More From Less

The free market system works & all successful societies today are free market democracies. Free market democracies vary from the social democracies like Denmark and the less government involved democracies like the USA or Australia, but they are of the same species.
The bright line is between social democracy and socialism. It is unfortunate that they share the same root word, since it causes confusion. The difference is that in socialism government owns or controls major means of production.
Andrew McAfee is not a stickler for what people call themselves, but whether or not the systems feature what he calls the four horsemen of optimism – tech progress and capitalism combined with public awareness and responsive governments. The first two created and continue to advance the prosperity that they started around 300 years ago. The other two introduce values of the societies.
A way to look at tech & capitalism is that they are tools and methods. Just as you cannot build a house, a bridge or car w/o tools, you cannot build a prosperous society w/o tech and capitalism. They are necessary to a good society but not sufficient. To extend the tools analogy, we can use tools to build a home or a prison. Those are choices.

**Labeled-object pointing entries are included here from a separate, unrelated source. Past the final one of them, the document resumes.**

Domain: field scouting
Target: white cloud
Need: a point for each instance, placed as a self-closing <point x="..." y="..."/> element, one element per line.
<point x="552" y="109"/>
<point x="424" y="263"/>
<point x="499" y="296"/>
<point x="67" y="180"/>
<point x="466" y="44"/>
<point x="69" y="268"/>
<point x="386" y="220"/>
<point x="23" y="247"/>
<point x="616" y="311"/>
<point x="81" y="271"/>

The tools of tech and capitalism have done so much good that we sometimes do not notice. The book goes into history of how we cured diseases, created widespread prosperity, greatly reduced deep poverty and enabled accelerated scientific advances. I fast-forwarded through this section, but I am aware that most people are unaware of the history so it must be included.
All of the above is common knowledge, if not always widely appreciate. The thrust of the book, implied by the title “More from less” is that market democracies have turned the corner in using less resources despite growing populations and more consumption.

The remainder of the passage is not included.